Up until last night I would have said that The Sixth Sense was a fantastic movie. Great concept, good actors (yes, I know Bruce Willis was in it), so on and so forth. Tangentially, I would have argued that sleeping in an old farm house in the country, listening to nothing but the bed bugs singing, not a porch light in sight, was wondrous too. Then I went to bed.
Skip ahead about four hours. I’m curled up in my Superman onezy, sucking my thumb in the manliest way possible when all of a sudden I bolt upright frozen in fear. Burned into my retinas was a woman. No, she wasn’t wearing lingerie or in/around a pillow fight. She was more of the dead variety. Perhaps once she had participated in frisky fights involving pillows, but not recently in my opinion. Her piercing eyes froze my shaking frame in place. Although not present when I awoke, I knew, like a cold sore, she was laying in wait for an inopportune moment to spring forth.
Unfortunately for me I was faced with a conundrum: I really needed to relieve myself, but the toilet was foolishly installed in the adjacent room and not, more conveniently, next to my bed. I concluded I had two options. I could wake up my roommate, who after she stopped laughing would probably escort me to the bathroom, or I could muster up my nerves and go alone. I think I had been lying in bed a good 5 minutes before I decided for the latter. Still no thought could cross my mind while the image of this hunched over, white-haired ghost inhabited my very soul.

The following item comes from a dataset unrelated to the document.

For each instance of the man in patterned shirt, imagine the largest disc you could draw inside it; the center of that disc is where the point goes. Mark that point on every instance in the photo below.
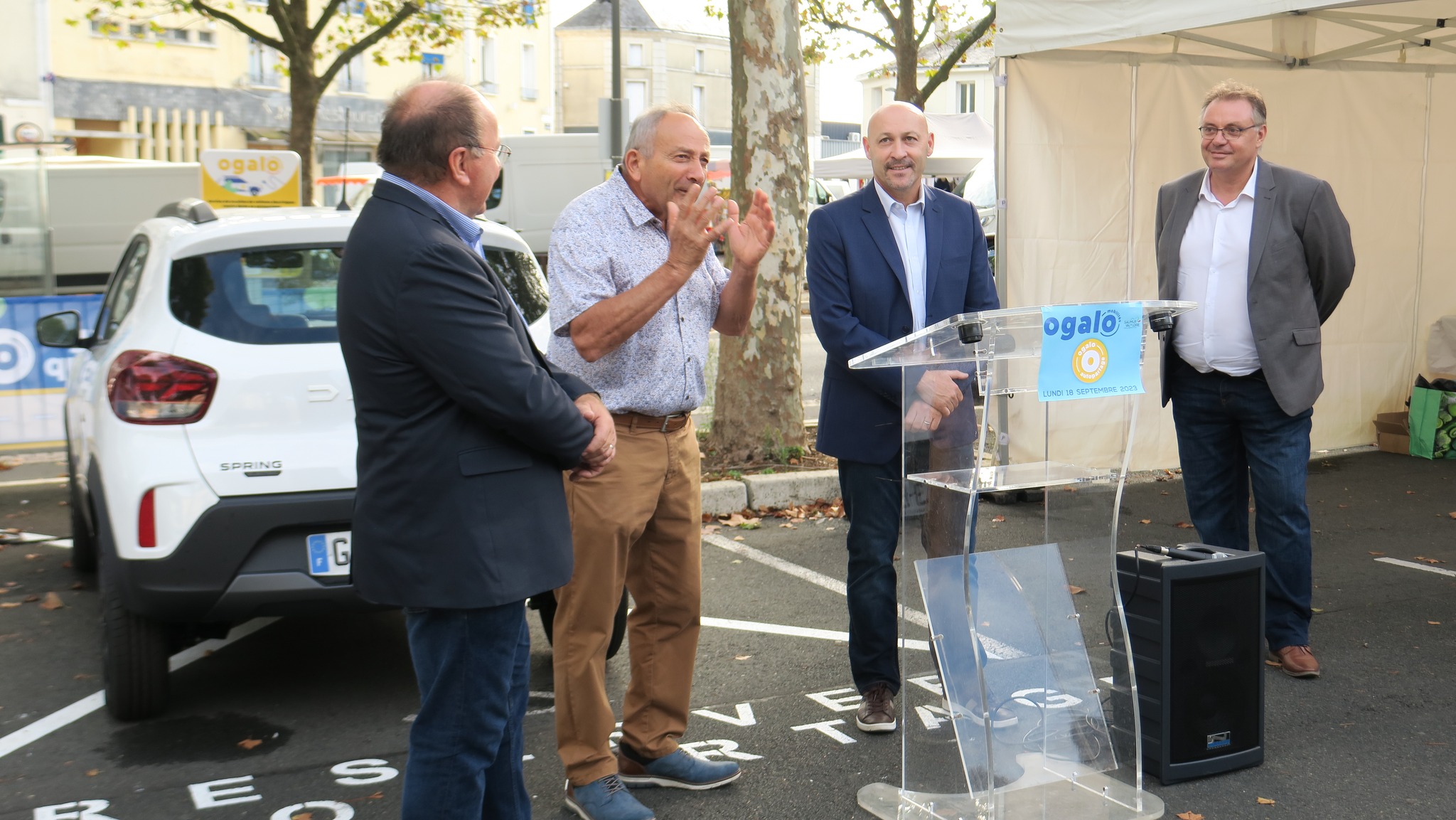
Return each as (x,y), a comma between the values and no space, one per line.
(633,293)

Next problem, my imagination. There is a mirror in the bathroom- damn. Now if I have learned anything from horror movies it’s that the person who looks at themselves in the mirror always gets axed. Needless to say I didn’t wash my hands that night (smart like a fox, I know). Then I realized my final dilemma, I was going to have to turn off the bathroom light leaving me utterly defenseless for a few seconds while I scurried back under my Minnie Mouse sheets. I’m the first to admit that my masculinity could have arguably been questioned on several occasions in my past; however, the speed at which I dashed from the bathroom to my own truly left no questions about what microscopic masculinity I have left.
So that’s it I guess. Country bakeries, star-filled nights, courteous drivers and sphincter-clenching ghosts. All for the sake of retail.